"MODERN MERCHANDISING BEGINS WITH A MODERN STORE"
THE KAWNEER COMPANY. Machines for Selling. Niles, Michigan: Kawneer Company, circa 1948. Large, oblong folio (18 by 24 inches), original blue paper wrappers, original morocco portfolio with snap tab. $2500.
First edition of this early guide to modernist architecture and design for retail, profusely illustrated with drawings and diagrams.

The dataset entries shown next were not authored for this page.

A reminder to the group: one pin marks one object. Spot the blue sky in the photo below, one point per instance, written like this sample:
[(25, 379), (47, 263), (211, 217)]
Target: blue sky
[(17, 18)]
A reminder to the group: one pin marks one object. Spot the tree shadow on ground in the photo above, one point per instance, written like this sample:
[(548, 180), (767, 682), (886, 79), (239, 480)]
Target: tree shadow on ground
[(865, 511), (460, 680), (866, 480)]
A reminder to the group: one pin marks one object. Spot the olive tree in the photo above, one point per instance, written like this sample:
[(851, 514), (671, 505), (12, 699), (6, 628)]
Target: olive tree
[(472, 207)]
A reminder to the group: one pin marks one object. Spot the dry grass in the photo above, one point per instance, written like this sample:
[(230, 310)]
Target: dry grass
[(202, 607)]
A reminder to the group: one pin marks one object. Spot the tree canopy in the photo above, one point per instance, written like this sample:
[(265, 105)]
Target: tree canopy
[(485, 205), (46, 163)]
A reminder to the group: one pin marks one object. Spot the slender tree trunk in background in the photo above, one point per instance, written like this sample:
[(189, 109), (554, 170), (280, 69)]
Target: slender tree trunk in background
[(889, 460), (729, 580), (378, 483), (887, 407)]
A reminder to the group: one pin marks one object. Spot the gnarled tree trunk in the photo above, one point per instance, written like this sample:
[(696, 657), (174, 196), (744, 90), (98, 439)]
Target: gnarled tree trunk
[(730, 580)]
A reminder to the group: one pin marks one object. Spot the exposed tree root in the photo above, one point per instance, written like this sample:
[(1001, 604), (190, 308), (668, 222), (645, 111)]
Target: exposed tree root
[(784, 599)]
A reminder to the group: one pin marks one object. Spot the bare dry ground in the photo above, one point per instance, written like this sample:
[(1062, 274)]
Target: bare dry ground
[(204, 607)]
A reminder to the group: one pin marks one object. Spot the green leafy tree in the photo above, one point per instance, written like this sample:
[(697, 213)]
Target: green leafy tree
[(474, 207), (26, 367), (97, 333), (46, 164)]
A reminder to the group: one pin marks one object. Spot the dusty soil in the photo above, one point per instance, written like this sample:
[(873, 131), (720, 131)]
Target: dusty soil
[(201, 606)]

"In the early 1940s, the Kawneer storefront company invited architects Ketchum, Gina & Sharp to remodel a full block of old commercial buildings along main street in Niles, Michigan, home of the company's plant; this new architectural firm was not ashamed to incorporate bold graphics. Store after store received the open-front treatment in the firms 1944 proposal… Most of the storefront designs suggested a first story composed entirely of glass, with either a side wall or ceiling plane projecting beyond this glazing, like freestanding panels, out over the sidewalk. Free-floating display cases, some as low as coffee tables, rested in the void between the sidewalk and entrance. New wall sign lettering, significantly larger than the old and displaying great variety from business to business, announced the purpose of this design approach: to be accessible, appealing, and profitable. These were machines for selling, as the Kawneer ads for that year trumpeted. In 1948, Ketchum had produced enough work to publish a book that included his many drawings for proposed stores that emphasized large, recessed lobbies and angled sign panels… Ketchum's storefront designs, including his love for creative lettering and graphics carefully integrated with the design whole… enjoyed constant media exposure" (Treu, Signs, Streets, and Storefronts: A History of Architecture and Graphics Along America's Commercial Corridors, 165). Machines for Selling includes tabbed sections on Drugs, Foods, Jewelry, Furniture, Hardware and Appliances, Women's Apparel, Men's Clothing, Shoes, Variety Stores, Restaurants, Service Stores, Sporting Goods, Theatres, Flowers, and Candies. Stamp of the Buffalo Plate & Window Glass Corp on front wrapper.
Interior fine, mild toning and wear to fragile paper wrappers, wrappers separating from original portfolio; portfolio with rubbing and soiling. An extremely good copy.